Assign roles

Use the Permissions API to assign roles to users, groups, or API keys after you've defined them.

---

Method 1: Assign multiple principals to a role

Use this method when you want to assign the same role to multiple principals, including users, groups, or API keys.

Endpoint:
PUT /permissions/roles/{role_id}/principals

The request body should include:

• An operation field (at the top level) that defines whether to add or remove the listed principals.
• A principals array containing one or more principal assignment objects.

Field	Applies To	Description
operation	Top-level	Whether to add or remove the listed principals from the role. Values: add, remove
Principal object fields:		(Each object in the principals array must include the following fields.)
principal_type	Each role assignment	Type of principal. Values: user, group, apiKey, provisioningKey
principal_id	Each role assignment	Unique ID of the user, group, or key receiving the role.
scope_id	Each role assignment (if scoped to a product environment)	The product environment ID. Find this on the Product Environments page.
policy_parameters	Each role assignment (if the role applies to a specific folder or collection)	ID of the folder or collection the permission applies to.

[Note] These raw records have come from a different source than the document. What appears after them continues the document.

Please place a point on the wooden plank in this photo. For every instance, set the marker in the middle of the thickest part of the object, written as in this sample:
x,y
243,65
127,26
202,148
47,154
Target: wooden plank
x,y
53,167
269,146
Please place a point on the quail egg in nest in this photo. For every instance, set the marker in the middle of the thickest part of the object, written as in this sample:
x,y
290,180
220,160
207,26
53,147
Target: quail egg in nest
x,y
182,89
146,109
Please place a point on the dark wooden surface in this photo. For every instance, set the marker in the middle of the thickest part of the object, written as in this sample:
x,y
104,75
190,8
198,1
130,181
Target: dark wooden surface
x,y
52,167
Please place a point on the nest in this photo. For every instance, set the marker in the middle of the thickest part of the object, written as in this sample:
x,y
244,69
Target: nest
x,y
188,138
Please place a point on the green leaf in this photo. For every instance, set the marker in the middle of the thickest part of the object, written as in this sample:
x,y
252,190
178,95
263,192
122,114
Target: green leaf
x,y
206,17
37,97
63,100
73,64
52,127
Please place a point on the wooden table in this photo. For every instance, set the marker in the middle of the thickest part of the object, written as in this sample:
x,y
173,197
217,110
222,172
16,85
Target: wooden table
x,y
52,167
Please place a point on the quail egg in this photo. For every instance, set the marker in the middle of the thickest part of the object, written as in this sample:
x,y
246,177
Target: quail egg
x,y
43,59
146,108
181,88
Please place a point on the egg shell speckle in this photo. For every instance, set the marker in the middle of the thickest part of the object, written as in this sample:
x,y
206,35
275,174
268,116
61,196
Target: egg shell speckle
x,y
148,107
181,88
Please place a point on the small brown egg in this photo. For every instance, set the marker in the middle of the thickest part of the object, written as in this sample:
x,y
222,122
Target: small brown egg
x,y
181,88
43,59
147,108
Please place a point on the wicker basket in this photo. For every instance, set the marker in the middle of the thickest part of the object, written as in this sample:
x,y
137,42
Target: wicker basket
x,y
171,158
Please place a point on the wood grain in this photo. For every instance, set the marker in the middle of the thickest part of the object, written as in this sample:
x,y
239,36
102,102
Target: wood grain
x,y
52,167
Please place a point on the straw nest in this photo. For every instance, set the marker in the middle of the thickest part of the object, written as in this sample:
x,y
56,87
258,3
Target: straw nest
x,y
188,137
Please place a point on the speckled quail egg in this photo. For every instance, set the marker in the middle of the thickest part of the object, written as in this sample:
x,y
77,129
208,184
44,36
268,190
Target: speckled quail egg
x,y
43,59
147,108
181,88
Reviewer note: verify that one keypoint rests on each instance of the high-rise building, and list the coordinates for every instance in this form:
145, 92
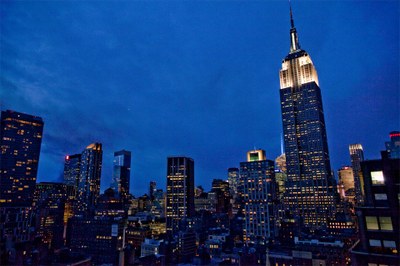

Example 1: Assign principals to an account role

Example 2: Assign a global role across different product environments

Example 3: Assign a content role to different folders

Example 4: Remove a principal from a role

---

Method 2: Assign roles to a principal

Use this method to assign multiple roles of different permission types and scopes (account, product environment, global, and content) to a single principal:

PUT /permissions/principal_roles

The request body should include:

• An operation field (at the top level) that defines whether to add or remove the roles to the specified principal.
• A principals object specifying the principal to assign roles to.
• A roles array containing one or more role assignment objects. Each object may optionally include scope_id and/or policy_parameters, depending on the role.

Field	Applies To	Description
operation	Top-level	Whether to add or remove the listed principals from the role. Values: add, remove
Principal object fields:		(The principals object must include the following fields.)
principal_type	The principal	Type of principal. Values: user, group, apiKey, provisioningKey
principal_id	The principal	Unique ID of the user, group, or key receiving the role.
Role object fields:		(Each object in the roles array must include the following fields.)
id	Each role	ID of the role to apply to the principal.
scope_id	Each role assignment (if scoped to a product environment)	The product environment ID. Find this on the Product Environments page.
policy_parameters	Each role assignment (if the role applies to a specific folder or collection)	ID of the folder or collection the permission applies to.

Example: Assign multiple roles of different types to a principal

---

Inspecting role assignments

Use these endpoints to view current role assignments and permissions:

Endpoint	Use Case
GET /roles/{role_id}/principals	See who has a specific role.
GET /principal_roles	See what roles a user or key has.
GET /principal_roles/inspect	View effective permissions for a user or key (debug access issues).

View effective permissions

Use the GET /principal_roles/inspect endpoint to check which roles or permission policies apply to a user, group, or key, based on specific content, product environments, or scopes.

This endpoint is especially useful for debugging access issues, such as:

• Why a user can or can’t access a folder or collection

• Whether a key has permission to perform an action in a specific product environment

• Confirming inherited or global role assignments

You can filter by:

• Principal: principal_type and principal_id

• Scope: scope_type (account or prodenv), and scope_id if needed

• Content instance: folder_id, collection_id, or asset_id

To inspect broad access, you can also use special values like folder_id=all.